38話 訪問者
休学が明けてすでに4日が経っている。
平穏な日々が続き、もう何も起こらないような
予感までさせそうだ。
尚也は1人ある作業に没頭していた。
先日の氷の魔術を行使し魔力で溶けないように固定し、
氷で睡蓮の花を作りそれをネックレスにつける。
チェーンは18金ピンクゴールドを採用した。
氷の魔術を見せた時に思いついた方法だった。
水の魔術の制御みたいに氷の魔術も制御し形を変え
なんとか溶けないように固定させれないものかとやってみたら
意外と簡単にできてしまったのだ。
ケースにネックレスを入れて鞄に仕舞い電気を切って消灯する。
次の日…
美咲も尚也も寝坊したので遅刻ギリギリとなり
ネックレスは渡せず授業に入った。
1時間目は教科の先生が風邪でお休みになり自習をしていた。
半分が過ぎたころ廊下から2人の女性の声が
聞こえてきて教室のドアに前に立ちノックをした。
ドアを開けたのは如月紀子担任の教師だ。
「自習のとこごめんねー新堂君いるかなー?」
「はい?どうしたの紀子ちゃん」
「えっと…なんて言えばいいのか新堂君を
訪ねて遥々合衆国からきた人がいるのね…」
合衆国と聞いて尚也、美咲、勇二がさっと前のドアに目線を映した。
シェラがもう帰ってきたのか…あるいはアクションの方か…と。
「先生もういいので私が!新堂君悪いが
前に出てきてもらえるかな?
面識がないので顔がわからないのだ!」
その女性は軍服を着ており、一瞬何かのコスプレかと
思った生徒はもちろん何人かいただろう。
その女性が辺りを見回し尚也を探していた。
美咲と勇二が尚也に大丈夫かと促すが頷き返すと
尚也は席を立ち前のドアの方の女性に向かっていく。
「君が新堂君かな?」
「はい。

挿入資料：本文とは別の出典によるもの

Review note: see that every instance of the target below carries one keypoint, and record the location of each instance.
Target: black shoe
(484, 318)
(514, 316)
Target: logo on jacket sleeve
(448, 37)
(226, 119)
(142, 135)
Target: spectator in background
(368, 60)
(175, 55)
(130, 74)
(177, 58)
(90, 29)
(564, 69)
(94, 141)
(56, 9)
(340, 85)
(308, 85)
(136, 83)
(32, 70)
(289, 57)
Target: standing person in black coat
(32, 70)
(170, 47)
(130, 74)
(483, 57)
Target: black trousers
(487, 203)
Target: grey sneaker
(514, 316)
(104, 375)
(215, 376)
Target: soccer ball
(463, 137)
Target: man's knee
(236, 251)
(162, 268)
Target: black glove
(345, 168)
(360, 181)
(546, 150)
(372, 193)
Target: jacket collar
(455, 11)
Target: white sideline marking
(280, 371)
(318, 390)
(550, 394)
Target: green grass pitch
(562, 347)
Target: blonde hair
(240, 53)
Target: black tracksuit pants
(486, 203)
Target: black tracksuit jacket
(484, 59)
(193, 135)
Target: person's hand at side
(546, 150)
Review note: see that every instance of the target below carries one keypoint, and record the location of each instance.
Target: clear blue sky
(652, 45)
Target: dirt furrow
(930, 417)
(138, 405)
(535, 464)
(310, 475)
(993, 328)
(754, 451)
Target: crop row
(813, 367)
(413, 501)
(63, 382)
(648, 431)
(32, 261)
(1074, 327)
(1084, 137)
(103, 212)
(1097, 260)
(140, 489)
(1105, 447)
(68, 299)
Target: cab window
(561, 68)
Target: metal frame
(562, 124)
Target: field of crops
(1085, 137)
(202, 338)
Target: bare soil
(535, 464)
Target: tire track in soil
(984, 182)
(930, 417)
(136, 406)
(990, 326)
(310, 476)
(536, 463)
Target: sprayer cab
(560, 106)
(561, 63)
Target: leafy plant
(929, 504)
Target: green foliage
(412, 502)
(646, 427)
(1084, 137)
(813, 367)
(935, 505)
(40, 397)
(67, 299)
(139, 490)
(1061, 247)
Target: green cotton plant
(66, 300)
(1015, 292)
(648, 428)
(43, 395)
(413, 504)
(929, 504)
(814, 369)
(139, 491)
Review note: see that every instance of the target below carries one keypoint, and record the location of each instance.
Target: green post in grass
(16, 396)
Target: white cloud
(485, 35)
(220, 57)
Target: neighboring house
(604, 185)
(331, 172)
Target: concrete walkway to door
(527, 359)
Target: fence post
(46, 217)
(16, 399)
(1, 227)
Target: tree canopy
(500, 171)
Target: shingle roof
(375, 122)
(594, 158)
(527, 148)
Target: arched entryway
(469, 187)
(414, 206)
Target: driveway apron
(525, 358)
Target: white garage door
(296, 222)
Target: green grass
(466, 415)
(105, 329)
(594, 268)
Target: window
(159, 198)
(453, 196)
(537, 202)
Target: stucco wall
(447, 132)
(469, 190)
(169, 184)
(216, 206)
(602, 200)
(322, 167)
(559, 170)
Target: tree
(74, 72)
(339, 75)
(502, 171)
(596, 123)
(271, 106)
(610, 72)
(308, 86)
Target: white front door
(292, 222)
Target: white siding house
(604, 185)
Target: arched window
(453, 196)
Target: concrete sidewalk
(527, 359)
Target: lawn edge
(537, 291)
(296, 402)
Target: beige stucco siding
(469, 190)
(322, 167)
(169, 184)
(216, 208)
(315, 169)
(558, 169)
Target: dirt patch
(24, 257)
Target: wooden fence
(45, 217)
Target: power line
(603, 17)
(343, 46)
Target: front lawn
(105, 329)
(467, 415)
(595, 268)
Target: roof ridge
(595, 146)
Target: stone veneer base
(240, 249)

俺は新堂尚也といいます」
「私は合衆国軍の中佐 エミリー・ムーアだ。
ここで話すのも何だ、中庭で少し話を聞きたい
のだがいいか?」
「わかりました」
「他の人はそのまま自習ねー。
こら~騒がないで勉強していなさいよー」
軍て何?どういうこと?っと生徒同士が会話しているのを
担任が生徒達に注意を促すとそのまま教室に残り自習見守った。
尚也は中庭に移動しながら目の前に歩く、女性を観察していた。
魔力は感じないが…こげ茶の髪にまだ幼さの残った顔が
可愛らしい雰囲気を出していた。
しかし、容姿は別として軍が動いていることに緊張は
高まっていた。
「授業中にすまない。
私も忙しいのでゆっくりもしてられないので」
「それで俺に話とは?」
「君に会う前に光の守り手であるサナカエデから
ある程度事情は聞かさせてもらっている。
我々は封印を解くことを決定し、それを今必死に
行っているが…協力してもらえないだろうか」
目の前の女性はあまりにもバカバカしいことを言っている。
危険だから…手に負えないからと自分の半身をも使い
運よく封印できたと言うのに…封印を解けばレンを助ける
手段を使うことはできるが、最悪そんなことは言っていられないほどの
状況になりかねない。
「正気とは思えませんね…アレを起こすなんて…
紗菜から中に何がいるかは聞きましたよね?」
「ああ聞いている…君が封印に寄って力を失ったこともだ」
「当時の俺の見解では上級魔術で攻撃しても
微々たるダメージしか与えられなかった…
残された手段は封印しかなかった。
この意味が判りますか?」
「判っているつもりだ…しかしこれは決定したことなんだ」
尚也はその言葉を1番嫌っていた。
上が決めたから仕方がない…しょうがない…
決定しているんだ…君の意見は要らないんだと
そう言われることに。
「あなた達はいつもそうですね。上が決めたことだからと
それがどんな状況をもたらすか知っていたとしても
知ったことではないと!全く反吐がでますよ!
もう俺には力がありませんし、お話することもありません、
失礼します」
尚也がはらわたが煮えくり返りそうになりながらも
礼をし、その場から踵を返して教室に戻っていった。
とり残されたエミリーはやれやれと自分の髪を撫で
組織とはいちいち下の意見を聞いていたらやっては
いられないこともわかっていた。
だが、尚也の言ったことも十分に的を射ていたこともあり
去っていく尚也に言葉を掛けれなかった。